Methods: Both feet in 30 cadavers (17 men, 13 women) had been prepared. The distance from proximal part of the knot to the distal insertion of FHL and the distance from the end of FHL origin to the proximal part of the knot had been measured. This values had been compared with the foot length.

Results: In the investigated group of cadavers had not been found any direct junction between FHL and FDL tendons proximally from the branching FDL for fingers. There is an interconnection from the FHL tendon to distal part of FDL for 2nd eventually for 3rd finger (distally from FDL branching).
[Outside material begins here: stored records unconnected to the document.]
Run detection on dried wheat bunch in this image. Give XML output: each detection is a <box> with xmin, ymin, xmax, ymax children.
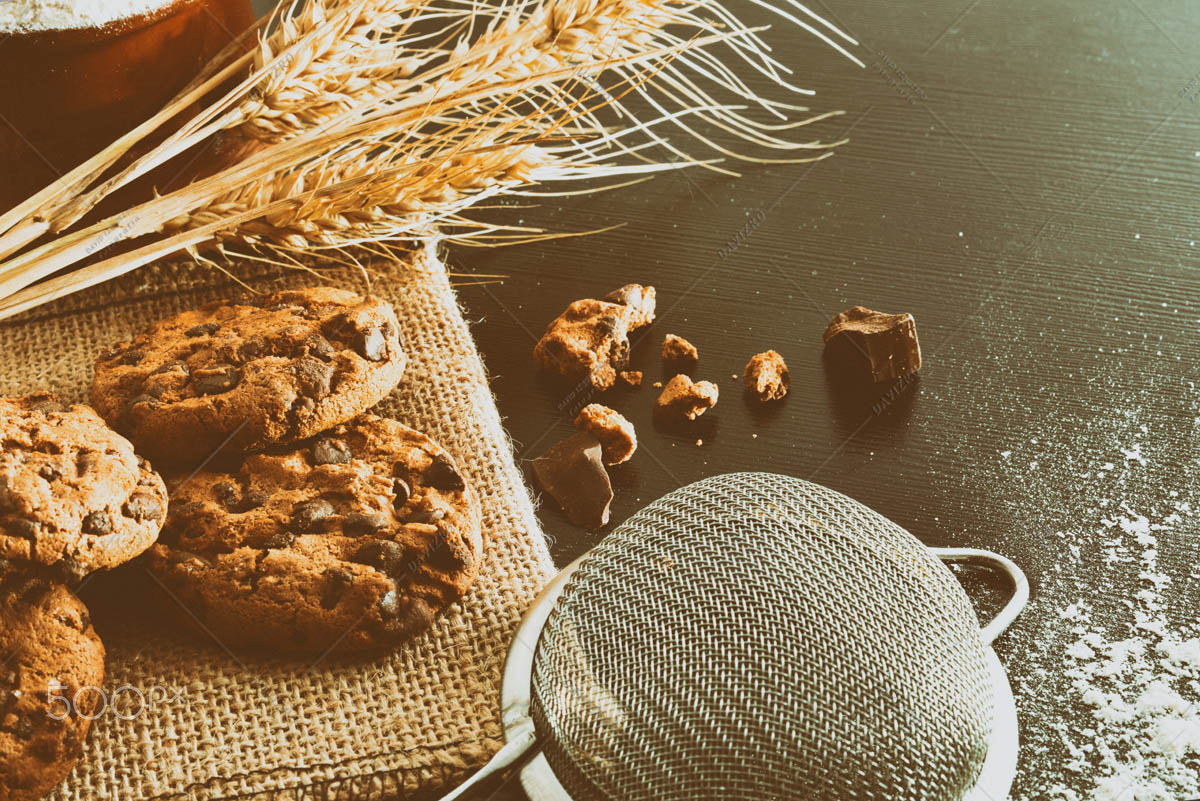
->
<box><xmin>0</xmin><ymin>0</ymin><xmax>857</xmax><ymax>318</ymax></box>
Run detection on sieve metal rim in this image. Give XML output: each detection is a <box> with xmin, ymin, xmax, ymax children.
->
<box><xmin>500</xmin><ymin>525</ymin><xmax>1028</xmax><ymax>801</ymax></box>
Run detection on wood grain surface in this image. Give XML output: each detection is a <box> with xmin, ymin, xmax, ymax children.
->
<box><xmin>451</xmin><ymin>0</ymin><xmax>1200</xmax><ymax>799</ymax></box>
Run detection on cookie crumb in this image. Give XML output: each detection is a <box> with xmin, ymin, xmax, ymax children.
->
<box><xmin>654</xmin><ymin>373</ymin><xmax>720</xmax><ymax>420</ymax></box>
<box><xmin>743</xmin><ymin>350</ymin><xmax>792</xmax><ymax>403</ymax></box>
<box><xmin>533</xmin><ymin>284</ymin><xmax>655</xmax><ymax>390</ymax></box>
<box><xmin>575</xmin><ymin>403</ymin><xmax>637</xmax><ymax>464</ymax></box>
<box><xmin>662</xmin><ymin>333</ymin><xmax>700</xmax><ymax>369</ymax></box>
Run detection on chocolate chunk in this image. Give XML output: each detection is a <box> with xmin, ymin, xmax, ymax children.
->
<box><xmin>320</xmin><ymin>567</ymin><xmax>354</xmax><ymax>609</ymax></box>
<box><xmin>312</xmin><ymin>436</ymin><xmax>350</xmax><ymax>464</ymax></box>
<box><xmin>391</xmin><ymin>478</ymin><xmax>413</xmax><ymax>508</ymax></box>
<box><xmin>5</xmin><ymin>517</ymin><xmax>41</xmax><ymax>542</ymax></box>
<box><xmin>83</xmin><ymin>511</ymin><xmax>113</xmax><ymax>536</ymax></box>
<box><xmin>662</xmin><ymin>333</ymin><xmax>700</xmax><ymax>369</ymax></box>
<box><xmin>121</xmin><ymin>493</ymin><xmax>162</xmax><ymax>520</ymax></box>
<box><xmin>742</xmin><ymin>350</ymin><xmax>792</xmax><ymax>403</ymax></box>
<box><xmin>294</xmin><ymin>356</ymin><xmax>334</xmax><ymax>399</ymax></box>
<box><xmin>425</xmin><ymin>453</ymin><xmax>467</xmax><ymax>493</ymax></box>
<box><xmin>192</xmin><ymin>365</ymin><xmax>241</xmax><ymax>395</ymax></box>
<box><xmin>292</xmin><ymin>498</ymin><xmax>334</xmax><ymax>534</ymax></box>
<box><xmin>654</xmin><ymin>373</ymin><xmax>720</xmax><ymax>421</ymax></box>
<box><xmin>824</xmin><ymin>306</ymin><xmax>920</xmax><ymax>383</ymax></box>
<box><xmin>184</xmin><ymin>323</ymin><xmax>221</xmax><ymax>337</ymax></box>
<box><xmin>533</xmin><ymin>433</ymin><xmax>612</xmax><ymax>529</ymax></box>
<box><xmin>350</xmin><ymin>540</ymin><xmax>408</xmax><ymax>578</ymax></box>
<box><xmin>342</xmin><ymin>512</ymin><xmax>388</xmax><ymax>537</ymax></box>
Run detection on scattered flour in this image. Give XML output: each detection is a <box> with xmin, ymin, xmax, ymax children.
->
<box><xmin>1016</xmin><ymin>419</ymin><xmax>1200</xmax><ymax>801</ymax></box>
<box><xmin>0</xmin><ymin>0</ymin><xmax>173</xmax><ymax>34</ymax></box>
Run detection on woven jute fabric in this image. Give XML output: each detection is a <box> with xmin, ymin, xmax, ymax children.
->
<box><xmin>0</xmin><ymin>247</ymin><xmax>553</xmax><ymax>801</ymax></box>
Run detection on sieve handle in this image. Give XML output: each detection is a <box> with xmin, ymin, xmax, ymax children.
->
<box><xmin>930</xmin><ymin>548</ymin><xmax>1030</xmax><ymax>645</ymax></box>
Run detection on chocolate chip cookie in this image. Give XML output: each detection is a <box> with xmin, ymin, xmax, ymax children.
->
<box><xmin>148</xmin><ymin>415</ymin><xmax>482</xmax><ymax>652</ymax></box>
<box><xmin>91</xmin><ymin>287</ymin><xmax>406</xmax><ymax>463</ymax></box>
<box><xmin>0</xmin><ymin>572</ymin><xmax>104</xmax><ymax>801</ymax></box>
<box><xmin>0</xmin><ymin>393</ymin><xmax>167</xmax><ymax>578</ymax></box>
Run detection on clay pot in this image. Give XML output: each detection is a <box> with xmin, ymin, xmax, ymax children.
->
<box><xmin>0</xmin><ymin>0</ymin><xmax>254</xmax><ymax>209</ymax></box>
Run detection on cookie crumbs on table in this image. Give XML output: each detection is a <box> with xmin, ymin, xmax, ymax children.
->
<box><xmin>662</xmin><ymin>333</ymin><xmax>700</xmax><ymax>369</ymax></box>
<box><xmin>654</xmin><ymin>373</ymin><xmax>720</xmax><ymax>420</ymax></box>
<box><xmin>620</xmin><ymin>369</ymin><xmax>642</xmax><ymax>386</ymax></box>
<box><xmin>743</xmin><ymin>350</ymin><xmax>792</xmax><ymax>403</ymax></box>
<box><xmin>575</xmin><ymin>403</ymin><xmax>637</xmax><ymax>464</ymax></box>
<box><xmin>533</xmin><ymin>284</ymin><xmax>655</xmax><ymax>390</ymax></box>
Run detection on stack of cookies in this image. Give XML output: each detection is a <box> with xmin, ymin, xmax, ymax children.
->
<box><xmin>0</xmin><ymin>288</ymin><xmax>482</xmax><ymax>801</ymax></box>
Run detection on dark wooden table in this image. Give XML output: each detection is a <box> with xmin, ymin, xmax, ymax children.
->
<box><xmin>451</xmin><ymin>0</ymin><xmax>1200</xmax><ymax>799</ymax></box>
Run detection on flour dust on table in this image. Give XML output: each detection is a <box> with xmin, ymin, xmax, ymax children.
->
<box><xmin>997</xmin><ymin>411</ymin><xmax>1200</xmax><ymax>801</ymax></box>
<box><xmin>0</xmin><ymin>0</ymin><xmax>175</xmax><ymax>34</ymax></box>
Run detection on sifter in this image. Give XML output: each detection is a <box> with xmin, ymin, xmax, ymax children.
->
<box><xmin>444</xmin><ymin>472</ymin><xmax>1028</xmax><ymax>801</ymax></box>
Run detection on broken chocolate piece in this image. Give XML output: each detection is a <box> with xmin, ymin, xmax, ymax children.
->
<box><xmin>662</xmin><ymin>333</ymin><xmax>700</xmax><ymax>369</ymax></box>
<box><xmin>654</xmin><ymin>373</ymin><xmax>720</xmax><ymax>420</ymax></box>
<box><xmin>575</xmin><ymin>403</ymin><xmax>637</xmax><ymax>464</ymax></box>
<box><xmin>533</xmin><ymin>433</ymin><xmax>612</xmax><ymax>529</ymax></box>
<box><xmin>824</xmin><ymin>306</ymin><xmax>920</xmax><ymax>383</ymax></box>
<box><xmin>742</xmin><ymin>350</ymin><xmax>792</xmax><ymax>403</ymax></box>
<box><xmin>533</xmin><ymin>284</ymin><xmax>655</xmax><ymax>390</ymax></box>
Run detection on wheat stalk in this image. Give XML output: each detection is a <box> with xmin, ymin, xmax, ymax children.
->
<box><xmin>0</xmin><ymin>0</ymin><xmax>864</xmax><ymax>318</ymax></box>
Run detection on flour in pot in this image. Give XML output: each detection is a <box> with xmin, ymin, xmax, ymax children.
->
<box><xmin>0</xmin><ymin>0</ymin><xmax>175</xmax><ymax>34</ymax></box>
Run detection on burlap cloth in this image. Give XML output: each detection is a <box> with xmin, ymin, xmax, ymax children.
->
<box><xmin>0</xmin><ymin>244</ymin><xmax>553</xmax><ymax>801</ymax></box>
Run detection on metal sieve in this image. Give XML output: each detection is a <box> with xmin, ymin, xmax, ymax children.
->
<box><xmin>448</xmin><ymin>472</ymin><xmax>1028</xmax><ymax>801</ymax></box>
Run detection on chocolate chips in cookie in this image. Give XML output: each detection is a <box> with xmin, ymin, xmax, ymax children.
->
<box><xmin>533</xmin><ymin>284</ymin><xmax>655</xmax><ymax>390</ymax></box>
<box><xmin>148</xmin><ymin>412</ymin><xmax>482</xmax><ymax>652</ymax></box>
<box><xmin>0</xmin><ymin>572</ymin><xmax>104</xmax><ymax>801</ymax></box>
<box><xmin>0</xmin><ymin>393</ymin><xmax>167</xmax><ymax>579</ymax></box>
<box><xmin>91</xmin><ymin>287</ymin><xmax>406</xmax><ymax>464</ymax></box>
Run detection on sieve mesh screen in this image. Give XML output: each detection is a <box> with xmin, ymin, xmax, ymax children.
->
<box><xmin>532</xmin><ymin>474</ymin><xmax>992</xmax><ymax>801</ymax></box>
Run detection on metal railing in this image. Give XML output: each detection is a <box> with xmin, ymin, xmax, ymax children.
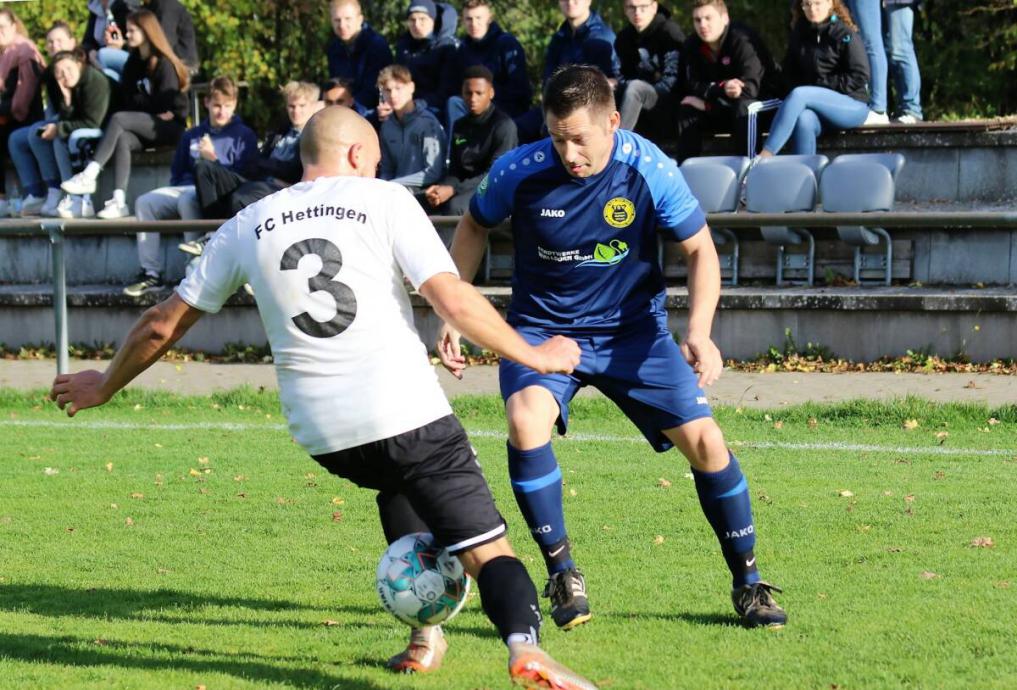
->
<box><xmin>0</xmin><ymin>211</ymin><xmax>1017</xmax><ymax>373</ymax></box>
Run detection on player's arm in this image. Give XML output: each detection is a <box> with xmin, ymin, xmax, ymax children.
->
<box><xmin>50</xmin><ymin>292</ymin><xmax>204</xmax><ymax>417</ymax></box>
<box><xmin>419</xmin><ymin>273</ymin><xmax>580</xmax><ymax>373</ymax></box>
<box><xmin>679</xmin><ymin>225</ymin><xmax>724</xmax><ymax>386</ymax></box>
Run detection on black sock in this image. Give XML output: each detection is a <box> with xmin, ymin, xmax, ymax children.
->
<box><xmin>477</xmin><ymin>556</ymin><xmax>540</xmax><ymax>644</ymax></box>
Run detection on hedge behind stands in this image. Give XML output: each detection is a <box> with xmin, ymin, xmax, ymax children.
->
<box><xmin>17</xmin><ymin>0</ymin><xmax>1017</xmax><ymax>130</ymax></box>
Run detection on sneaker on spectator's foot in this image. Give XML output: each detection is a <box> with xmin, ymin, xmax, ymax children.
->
<box><xmin>862</xmin><ymin>110</ymin><xmax>890</xmax><ymax>127</ymax></box>
<box><xmin>60</xmin><ymin>172</ymin><xmax>96</xmax><ymax>194</ymax></box>
<box><xmin>544</xmin><ymin>568</ymin><xmax>593</xmax><ymax>630</ymax></box>
<box><xmin>177</xmin><ymin>235</ymin><xmax>212</xmax><ymax>256</ymax></box>
<box><xmin>509</xmin><ymin>644</ymin><xmax>597</xmax><ymax>690</ymax></box>
<box><xmin>96</xmin><ymin>198</ymin><xmax>130</xmax><ymax>221</ymax></box>
<box><xmin>731</xmin><ymin>581</ymin><xmax>787</xmax><ymax>628</ymax></box>
<box><xmin>385</xmin><ymin>625</ymin><xmax>448</xmax><ymax>674</ymax></box>
<box><xmin>124</xmin><ymin>271</ymin><xmax>163</xmax><ymax>297</ymax></box>
<box><xmin>21</xmin><ymin>194</ymin><xmax>46</xmax><ymax>218</ymax></box>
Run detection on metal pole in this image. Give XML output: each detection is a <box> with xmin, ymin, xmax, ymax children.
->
<box><xmin>43</xmin><ymin>222</ymin><xmax>70</xmax><ymax>373</ymax></box>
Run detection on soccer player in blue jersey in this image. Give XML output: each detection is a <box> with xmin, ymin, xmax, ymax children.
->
<box><xmin>438</xmin><ymin>65</ymin><xmax>787</xmax><ymax>630</ymax></box>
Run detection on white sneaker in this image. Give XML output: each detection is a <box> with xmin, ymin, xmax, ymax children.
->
<box><xmin>60</xmin><ymin>172</ymin><xmax>96</xmax><ymax>194</ymax></box>
<box><xmin>96</xmin><ymin>198</ymin><xmax>130</xmax><ymax>221</ymax></box>
<box><xmin>862</xmin><ymin>110</ymin><xmax>890</xmax><ymax>127</ymax></box>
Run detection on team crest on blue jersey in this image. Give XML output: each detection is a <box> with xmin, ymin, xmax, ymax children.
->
<box><xmin>604</xmin><ymin>196</ymin><xmax>636</xmax><ymax>228</ymax></box>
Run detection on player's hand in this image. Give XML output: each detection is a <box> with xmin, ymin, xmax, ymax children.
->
<box><xmin>535</xmin><ymin>336</ymin><xmax>582</xmax><ymax>373</ymax></box>
<box><xmin>681</xmin><ymin>335</ymin><xmax>724</xmax><ymax>388</ymax></box>
<box><xmin>50</xmin><ymin>369</ymin><xmax>110</xmax><ymax>417</ymax></box>
<box><xmin>436</xmin><ymin>324</ymin><xmax>466</xmax><ymax>379</ymax></box>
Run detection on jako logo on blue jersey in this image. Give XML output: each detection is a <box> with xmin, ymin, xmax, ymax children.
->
<box><xmin>579</xmin><ymin>239</ymin><xmax>629</xmax><ymax>267</ymax></box>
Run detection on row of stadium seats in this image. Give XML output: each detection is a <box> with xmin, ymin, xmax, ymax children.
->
<box><xmin>681</xmin><ymin>154</ymin><xmax>904</xmax><ymax>285</ymax></box>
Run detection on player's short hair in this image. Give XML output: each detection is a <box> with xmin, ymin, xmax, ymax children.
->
<box><xmin>544</xmin><ymin>65</ymin><xmax>615</xmax><ymax>118</ymax></box>
<box><xmin>378</xmin><ymin>64</ymin><xmax>413</xmax><ymax>87</ymax></box>
<box><xmin>463</xmin><ymin>65</ymin><xmax>494</xmax><ymax>87</ymax></box>
<box><xmin>208</xmin><ymin>76</ymin><xmax>240</xmax><ymax>101</ymax></box>
<box><xmin>280</xmin><ymin>81</ymin><xmax>321</xmax><ymax>103</ymax></box>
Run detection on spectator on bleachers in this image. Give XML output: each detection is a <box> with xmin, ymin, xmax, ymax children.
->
<box><xmin>378</xmin><ymin>64</ymin><xmax>445</xmax><ymax>198</ymax></box>
<box><xmin>0</xmin><ymin>7</ymin><xmax>46</xmax><ymax>217</ymax></box>
<box><xmin>191</xmin><ymin>81</ymin><xmax>324</xmax><ymax>221</ymax></box>
<box><xmin>677</xmin><ymin>0</ymin><xmax>779</xmax><ymax>161</ymax></box>
<box><xmin>448</xmin><ymin>0</ymin><xmax>533</xmax><ymax>121</ymax></box>
<box><xmin>60</xmin><ymin>9</ymin><xmax>189</xmax><ymax>219</ymax></box>
<box><xmin>9</xmin><ymin>51</ymin><xmax>110</xmax><ymax>218</ymax></box>
<box><xmin>124</xmin><ymin>76</ymin><xmax>257</xmax><ymax>297</ymax></box>
<box><xmin>760</xmin><ymin>0</ymin><xmax>869</xmax><ymax>158</ymax></box>
<box><xmin>424</xmin><ymin>65</ymin><xmax>518</xmax><ymax>216</ymax></box>
<box><xmin>325</xmin><ymin>0</ymin><xmax>392</xmax><ymax>112</ymax></box>
<box><xmin>614</xmin><ymin>0</ymin><xmax>685</xmax><ymax>133</ymax></box>
<box><xmin>394</xmin><ymin>0</ymin><xmax>459</xmax><ymax>122</ymax></box>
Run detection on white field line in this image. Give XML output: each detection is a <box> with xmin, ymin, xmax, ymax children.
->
<box><xmin>0</xmin><ymin>419</ymin><xmax>1017</xmax><ymax>457</ymax></box>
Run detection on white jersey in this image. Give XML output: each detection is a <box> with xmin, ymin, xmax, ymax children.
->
<box><xmin>177</xmin><ymin>177</ymin><xmax>458</xmax><ymax>455</ymax></box>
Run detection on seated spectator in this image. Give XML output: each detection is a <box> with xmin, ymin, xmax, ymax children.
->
<box><xmin>448</xmin><ymin>0</ymin><xmax>533</xmax><ymax>121</ymax></box>
<box><xmin>9</xmin><ymin>51</ymin><xmax>110</xmax><ymax>218</ymax></box>
<box><xmin>424</xmin><ymin>65</ymin><xmax>518</xmax><ymax>216</ymax></box>
<box><xmin>392</xmin><ymin>0</ymin><xmax>459</xmax><ymax>121</ymax></box>
<box><xmin>677</xmin><ymin>0</ymin><xmax>779</xmax><ymax>161</ymax></box>
<box><xmin>325</xmin><ymin>0</ymin><xmax>392</xmax><ymax>114</ymax></box>
<box><xmin>0</xmin><ymin>7</ymin><xmax>46</xmax><ymax>217</ymax></box>
<box><xmin>378</xmin><ymin>64</ymin><xmax>445</xmax><ymax>197</ymax></box>
<box><xmin>614</xmin><ymin>0</ymin><xmax>683</xmax><ymax>133</ymax></box>
<box><xmin>191</xmin><ymin>81</ymin><xmax>324</xmax><ymax>221</ymax></box>
<box><xmin>760</xmin><ymin>0</ymin><xmax>869</xmax><ymax>158</ymax></box>
<box><xmin>124</xmin><ymin>76</ymin><xmax>257</xmax><ymax>297</ymax></box>
<box><xmin>60</xmin><ymin>9</ymin><xmax>188</xmax><ymax>220</ymax></box>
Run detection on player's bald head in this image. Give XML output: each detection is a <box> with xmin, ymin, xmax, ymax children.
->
<box><xmin>300</xmin><ymin>106</ymin><xmax>381</xmax><ymax>175</ymax></box>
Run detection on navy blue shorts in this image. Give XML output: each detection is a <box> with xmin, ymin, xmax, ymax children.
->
<box><xmin>498</xmin><ymin>325</ymin><xmax>713</xmax><ymax>453</ymax></box>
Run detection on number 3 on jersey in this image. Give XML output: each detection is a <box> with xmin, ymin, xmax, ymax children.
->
<box><xmin>279</xmin><ymin>237</ymin><xmax>357</xmax><ymax>338</ymax></box>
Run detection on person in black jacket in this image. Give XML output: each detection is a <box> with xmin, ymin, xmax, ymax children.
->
<box><xmin>760</xmin><ymin>0</ymin><xmax>869</xmax><ymax>157</ymax></box>
<box><xmin>677</xmin><ymin>0</ymin><xmax>780</xmax><ymax>161</ymax></box>
<box><xmin>60</xmin><ymin>9</ymin><xmax>189</xmax><ymax>220</ymax></box>
<box><xmin>614</xmin><ymin>0</ymin><xmax>685</xmax><ymax>129</ymax></box>
<box><xmin>424</xmin><ymin>65</ymin><xmax>519</xmax><ymax>216</ymax></box>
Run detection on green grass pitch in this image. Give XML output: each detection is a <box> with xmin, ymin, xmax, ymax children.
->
<box><xmin>0</xmin><ymin>391</ymin><xmax>1017</xmax><ymax>690</ymax></box>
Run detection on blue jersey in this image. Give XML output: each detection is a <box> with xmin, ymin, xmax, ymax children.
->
<box><xmin>470</xmin><ymin>130</ymin><xmax>706</xmax><ymax>333</ymax></box>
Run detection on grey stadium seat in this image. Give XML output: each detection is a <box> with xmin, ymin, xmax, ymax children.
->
<box><xmin>745</xmin><ymin>156</ymin><xmax>818</xmax><ymax>285</ymax></box>
<box><xmin>821</xmin><ymin>154</ymin><xmax>904</xmax><ymax>285</ymax></box>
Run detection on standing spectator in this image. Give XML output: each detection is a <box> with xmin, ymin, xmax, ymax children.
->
<box><xmin>677</xmin><ymin>0</ymin><xmax>778</xmax><ymax>161</ymax></box>
<box><xmin>396</xmin><ymin>0</ymin><xmax>459</xmax><ymax>121</ymax></box>
<box><xmin>448</xmin><ymin>0</ymin><xmax>533</xmax><ymax>120</ymax></box>
<box><xmin>9</xmin><ymin>51</ymin><xmax>110</xmax><ymax>218</ymax></box>
<box><xmin>325</xmin><ymin>0</ymin><xmax>392</xmax><ymax>111</ymax></box>
<box><xmin>60</xmin><ymin>9</ymin><xmax>188</xmax><ymax>220</ymax></box>
<box><xmin>424</xmin><ymin>65</ymin><xmax>519</xmax><ymax>216</ymax></box>
<box><xmin>378</xmin><ymin>65</ymin><xmax>445</xmax><ymax>195</ymax></box>
<box><xmin>124</xmin><ymin>76</ymin><xmax>257</xmax><ymax>297</ymax></box>
<box><xmin>0</xmin><ymin>7</ymin><xmax>46</xmax><ymax>217</ymax></box>
<box><xmin>873</xmin><ymin>0</ymin><xmax>922</xmax><ymax>124</ymax></box>
<box><xmin>760</xmin><ymin>0</ymin><xmax>869</xmax><ymax>158</ymax></box>
<box><xmin>614</xmin><ymin>0</ymin><xmax>685</xmax><ymax>132</ymax></box>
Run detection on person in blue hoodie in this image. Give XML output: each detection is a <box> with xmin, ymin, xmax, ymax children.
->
<box><xmin>396</xmin><ymin>0</ymin><xmax>459</xmax><ymax>121</ymax></box>
<box><xmin>325</xmin><ymin>0</ymin><xmax>392</xmax><ymax>114</ymax></box>
<box><xmin>124</xmin><ymin>76</ymin><xmax>257</xmax><ymax>297</ymax></box>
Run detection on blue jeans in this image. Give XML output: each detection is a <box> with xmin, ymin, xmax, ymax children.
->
<box><xmin>847</xmin><ymin>0</ymin><xmax>887</xmax><ymax>113</ymax></box>
<box><xmin>763</xmin><ymin>87</ymin><xmax>869</xmax><ymax>154</ymax></box>
<box><xmin>883</xmin><ymin>5</ymin><xmax>921</xmax><ymax>119</ymax></box>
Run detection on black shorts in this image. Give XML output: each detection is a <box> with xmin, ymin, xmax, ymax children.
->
<box><xmin>314</xmin><ymin>414</ymin><xmax>505</xmax><ymax>554</ymax></box>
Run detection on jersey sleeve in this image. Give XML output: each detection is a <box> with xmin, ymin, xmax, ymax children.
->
<box><xmin>386</xmin><ymin>187</ymin><xmax>459</xmax><ymax>289</ymax></box>
<box><xmin>177</xmin><ymin>218</ymin><xmax>247</xmax><ymax>313</ymax></box>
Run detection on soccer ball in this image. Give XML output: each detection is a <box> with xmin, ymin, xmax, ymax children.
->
<box><xmin>377</xmin><ymin>532</ymin><xmax>470</xmax><ymax>628</ymax></box>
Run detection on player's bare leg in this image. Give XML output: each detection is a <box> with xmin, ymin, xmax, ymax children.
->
<box><xmin>664</xmin><ymin>417</ymin><xmax>787</xmax><ymax>627</ymax></box>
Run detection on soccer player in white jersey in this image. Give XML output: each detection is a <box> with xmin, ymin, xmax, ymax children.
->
<box><xmin>50</xmin><ymin>106</ymin><xmax>594</xmax><ymax>690</ymax></box>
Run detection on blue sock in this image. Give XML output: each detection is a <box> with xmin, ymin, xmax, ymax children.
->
<box><xmin>693</xmin><ymin>455</ymin><xmax>760</xmax><ymax>588</ymax></box>
<box><xmin>505</xmin><ymin>442</ymin><xmax>576</xmax><ymax>574</ymax></box>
We did not find any connection described in anatomical study of E. O’Sullivan (Clinical Anatomy18: 121 – 125, 2005).

The average distance from the point of interconnection on the FHL to its insertion was 13,8 cm (9,8 cm–19,4 cm), from the end of muscle origin 17,9 cm (15,7 cm–19,6 cm).

The approximate distances after the conversion to the foot length were 0,70 times foot length and 0,55 times foot length.

Conclusions: There is no direct junction between FHL and FDL tendons proximally from the branching FDL for fingers. The suture of the tendons distally from the cut of transferred tendon and proximally from FDL branching is necessary to keep the correct flexion of all fingers.